4.7 KiB
Memory Service
Package: @nexusai/memory-service
Location: packages/memory-service
Deployed on: Mini PC 1 (192.168.0.81)
Port: 3002
Purpose
Responsible for all reading and writing of long-term memory. Acts as the sole interface to both SQLite and Qdrant — no other service accesses these stores directly.
Dependencies
express— HTTP APIbetter-sqlite3— SQLite driver@qdrant/js-client-rest— Qdrant vector store clientdotenv— environment variable loading@nexusai/shared— shared utilities and constants
Environment Variables
| Variable | Required | Default | Description |
|---|---|---|---|
| PORT | No | 3002 | Port to listen on |
| SQLITE_PATH | Yes | — | Path to SQLite database file |
| QDRANT_URL | No | http://localhost:6333 | Qdrant instance URL |
Internal Structure
src/
├── db/
│ ├── index.js # SQLite connection + initialization
│ └── schema.js # Table definitions, indexes, FTS5, triggers
├── episodic/
│ └── index.js # Session + episode CRUD and FTS search
├── semantic/
│ └── index.js # Qdrant collection management, upsert, search, delete
├── entities/ # Entity + relationship CRUD (upcoming)
└── index.js # Express app + route definitions
SQLite Schema
Five core tables:
- sessions — top-level conversation containers, identified by an
external_id - episodes — individual exchanges (user message + AI response) tied to a session
- entities — named things the system learns about (people, places, concepts)
- relationships — directional labeled links between entities
- summaries — condensed episode groups for efficient context retrieval
FTS5 Full-Text Search
An episodes_fts virtual table enables keyword search across all episodes.
Three triggers (episodes_fts_insert, episodes_fts_update, episodes_fts_delete)

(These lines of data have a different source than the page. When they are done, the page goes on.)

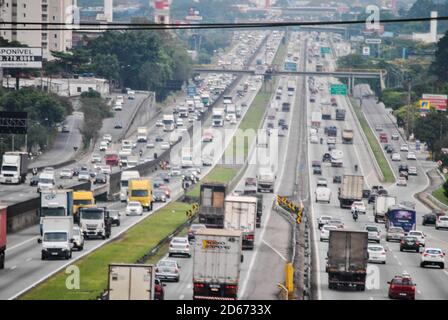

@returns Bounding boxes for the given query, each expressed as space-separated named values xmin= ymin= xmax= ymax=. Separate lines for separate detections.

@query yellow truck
xmin=128 ymin=179 xmax=153 ymax=211
xmin=73 ymin=190 xmax=95 ymax=220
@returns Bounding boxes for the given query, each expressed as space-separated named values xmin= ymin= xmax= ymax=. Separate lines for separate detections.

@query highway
xmin=308 ymin=32 xmax=448 ymax=300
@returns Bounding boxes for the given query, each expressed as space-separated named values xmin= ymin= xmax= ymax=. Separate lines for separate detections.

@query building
xmin=0 ymin=0 xmax=77 ymax=60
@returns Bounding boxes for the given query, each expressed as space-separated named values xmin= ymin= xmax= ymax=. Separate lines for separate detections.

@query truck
xmin=326 ymin=229 xmax=369 ymax=291
xmin=199 ymin=182 xmax=227 ymax=228
xmin=342 ymin=129 xmax=354 ymax=144
xmin=373 ymin=195 xmax=397 ymax=223
xmin=37 ymin=189 xmax=73 ymax=235
xmin=212 ymin=108 xmax=225 ymax=127
xmin=322 ymin=106 xmax=331 ymax=120
xmin=338 ymin=174 xmax=364 ymax=209
xmin=224 ymin=196 xmax=257 ymax=250
xmin=193 ymin=229 xmax=243 ymax=300
xmin=0 ymin=151 xmax=28 ymax=184
xmin=257 ymin=167 xmax=276 ymax=192
xmin=0 ymin=205 xmax=7 ymax=270
xmin=38 ymin=216 xmax=73 ymax=260
xmin=107 ymin=263 xmax=155 ymax=300
xmin=336 ymin=108 xmax=346 ymax=121
xmin=79 ymin=207 xmax=112 ymax=240
xmin=137 ymin=127 xmax=148 ymax=142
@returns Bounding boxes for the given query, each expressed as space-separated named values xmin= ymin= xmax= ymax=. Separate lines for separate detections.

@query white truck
xmin=120 ymin=170 xmax=140 ymax=202
xmin=38 ymin=216 xmax=73 ymax=260
xmin=108 ymin=263 xmax=155 ymax=300
xmin=137 ymin=127 xmax=148 ymax=142
xmin=0 ymin=151 xmax=28 ymax=184
xmin=212 ymin=108 xmax=225 ymax=127
xmin=193 ymin=228 xmax=243 ymax=300
xmin=224 ymin=196 xmax=257 ymax=250
xmin=373 ymin=195 xmax=397 ymax=223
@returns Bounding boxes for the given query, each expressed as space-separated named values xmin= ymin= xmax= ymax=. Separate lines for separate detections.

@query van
xmin=128 ymin=179 xmax=153 ymax=211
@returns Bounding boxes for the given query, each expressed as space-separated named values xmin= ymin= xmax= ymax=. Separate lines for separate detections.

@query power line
xmin=0 ymin=16 xmax=448 ymax=31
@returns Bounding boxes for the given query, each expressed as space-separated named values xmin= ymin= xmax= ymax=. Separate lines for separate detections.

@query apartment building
xmin=0 ymin=0 xmax=77 ymax=60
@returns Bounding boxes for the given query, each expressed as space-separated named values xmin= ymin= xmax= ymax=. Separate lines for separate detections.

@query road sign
xmin=330 ymin=84 xmax=347 ymax=96
xmin=0 ymin=47 xmax=42 ymax=69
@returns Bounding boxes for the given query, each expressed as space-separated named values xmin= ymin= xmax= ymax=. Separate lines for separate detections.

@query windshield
xmin=131 ymin=190 xmax=148 ymax=197
xmin=44 ymin=232 xmax=67 ymax=242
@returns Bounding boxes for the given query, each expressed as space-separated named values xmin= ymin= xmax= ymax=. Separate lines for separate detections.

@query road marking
xmin=263 ymin=240 xmax=288 ymax=261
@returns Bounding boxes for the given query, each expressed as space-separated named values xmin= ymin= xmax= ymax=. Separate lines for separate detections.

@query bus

keep the FTS index automatically in sync with the episodes table.
SQLite Configuration
journal_mode = WAL— non-blocking reads during writesforeign_keys = ON— enforces referential integrity and cascade deletes- PRAGMAs are set via
db.pragma()separately fromdb.exec()
Qdrant / Semantic Layer
Three collections are initialized on service startup (created if they don't already exist):
| Collection | Purpose |
|---|---|
episodes |
Embeddings for individual conversation exchanges |
entities |
Embeddings for named entities |
summaries |
Embeddings for condensed episode summaries |
All collections use 768-dimension vectors with Cosine similarity, matching the
output of the nomic-embed-text embedding model via Ollama.
Vector dimension and distance metric are defined in @nexusai/shared constants
(QDRANT.VECTOR_SIZE, QDRANT.DISTANCE_METRIC) — not hardcoded in this service.
Semantic Layer Operations
Each collection exposes three operations via helper functions in src/semantic/index.js:
- Upsert — stores a vector with a payload containing the SQLite row ID, enabling lookups back to the full content after a vector search
- Search — returns the top-k most similar vectors, with optional Qdrant filter
- Delete — removes a vector point by ID
The wait: true flag is used on all write operations so the caller receives confirmation
only after Qdrant has committed the change.
Hybrid Retrieval Pattern
Qdrant and SQLite work as a pair — neither operates in isolation:
- Query is embedded and searched in Qdrant → returns IDs + similarity scores
- IDs are used to fetch full content from SQLite
- Results are ranked and assembled into a context package
Endpoints
Health
| Method | Path | Description |
|---|---|---|
| GET | /health | Service health check |
Sessions
| Method | Path | Description |
|---|---|---|
| POST | /sessions | Create a new session |
| GET | /sessions/:id | Get session by internal ID |
| GET | /sessions/by-external/:externalId | Get session by external ID |
| DELETE | /sessions/:id | Delete session (cascades to episodes + summaries) |
POST /sessions body:
{
"externalId": "unique-session-id",
"metadata": {}
}
Episodes
| Method | Path | Description |
|---|---|---|
| POST | /episodes | Create a new episode |
| GET | /episodes/search?q=&limit= | Full-text search across episodes |
| GET | /episodes/:id | Get episode by ID |
| GET | /sessions/:id/episodes?limit=&offset= | Get episodes for a session |
| DELETE | /episodes/:id | Delete an episode |
POST /episodes body:
{
"sessionId": 1,
"userMessage": "Hello",
"aiResponse": "Hi there!",
"tokenCount": 10,
"metadata": {}
}
Semantic (Qdrant) and entity REST endpoints will be documented as they are built out.